“How We Accidentally Gave Our Bots Their Personalities”, Latitude2021-02-09 (, ; backlinks)⁠:

Intermediary steps improve GPT-3 performance on understanding context: There are quite a few existing natural language tests for how well an algorithm can differentiate meaning between different contexts. OpenAI’s initial GPT-3 paper tested GPT-3 against several of these…In the paper, OpenAI’s researchers determined that GPT-3 could not do better than chance on these sorts of problems. However, one of our researchers [Matt Brockman] spent some time investigating it last summer [2020-07-308d2020-08-06] and found that providing an intermediary step that re-phrases the inputs helps to improve performance above chance. We suspect a reason this works is because it makes implicit information salient—GPT-3 has a ton of information buried in its neural network, but often a shallow auto-complete pass isn’t enough to make that information relevant to the computation of the next token.
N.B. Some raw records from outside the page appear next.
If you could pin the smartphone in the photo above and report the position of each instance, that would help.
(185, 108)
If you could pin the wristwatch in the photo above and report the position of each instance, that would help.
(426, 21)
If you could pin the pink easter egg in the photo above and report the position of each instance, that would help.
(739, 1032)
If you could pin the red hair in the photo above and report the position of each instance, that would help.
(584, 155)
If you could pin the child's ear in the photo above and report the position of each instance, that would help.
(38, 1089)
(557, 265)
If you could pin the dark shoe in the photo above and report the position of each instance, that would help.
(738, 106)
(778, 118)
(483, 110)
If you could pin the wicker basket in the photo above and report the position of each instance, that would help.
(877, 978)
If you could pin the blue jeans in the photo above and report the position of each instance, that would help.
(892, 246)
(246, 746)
By making GPT-3 output this implicit information explicitly as part of its processing, the information is more likely to be used in the final computation of the task.
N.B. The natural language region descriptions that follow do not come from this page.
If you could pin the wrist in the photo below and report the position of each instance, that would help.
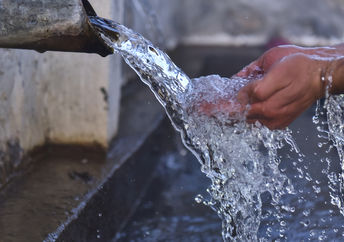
(335, 75)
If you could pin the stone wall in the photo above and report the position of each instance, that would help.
(248, 22)
(57, 97)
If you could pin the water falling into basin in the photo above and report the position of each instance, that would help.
(241, 160)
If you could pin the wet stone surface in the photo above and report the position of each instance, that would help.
(168, 211)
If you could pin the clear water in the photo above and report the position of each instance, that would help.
(249, 188)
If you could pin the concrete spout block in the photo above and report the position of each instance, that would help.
(53, 97)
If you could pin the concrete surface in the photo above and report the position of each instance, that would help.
(57, 97)
(246, 22)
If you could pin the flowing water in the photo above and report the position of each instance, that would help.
(249, 190)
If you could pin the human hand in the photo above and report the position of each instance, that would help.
(286, 80)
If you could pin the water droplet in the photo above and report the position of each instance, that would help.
(199, 198)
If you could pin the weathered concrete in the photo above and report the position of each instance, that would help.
(246, 22)
(49, 25)
(59, 97)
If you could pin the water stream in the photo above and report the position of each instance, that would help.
(249, 190)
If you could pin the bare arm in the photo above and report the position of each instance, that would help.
(288, 80)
The way these intermediate steps work is surprisingly simple once you figure out what they need to look like. When you have a task that takes an input and produces an output, normally you’d do your few-shots (the examples you use to train the AI) like

input: example input A output: example output A…input: completion input output:

and GPT-3 will generate the completion output. To get GPT-3 to draw out the implicit information, we simply add an intermediary step as such:

input: example input A reason: what about A should lead to output output: example output A…input: completion input reason:

and GPT-3 will generate the reason before generating the final output. The reasons can be pretty much whatever you want them to be, and you can chain reasons into one another for more complex analysis although we’re not quite sure how many steps different sized models can do; bigger models (eg. Davinci) can match to doing more steps than the smaller ones (eg. Curie).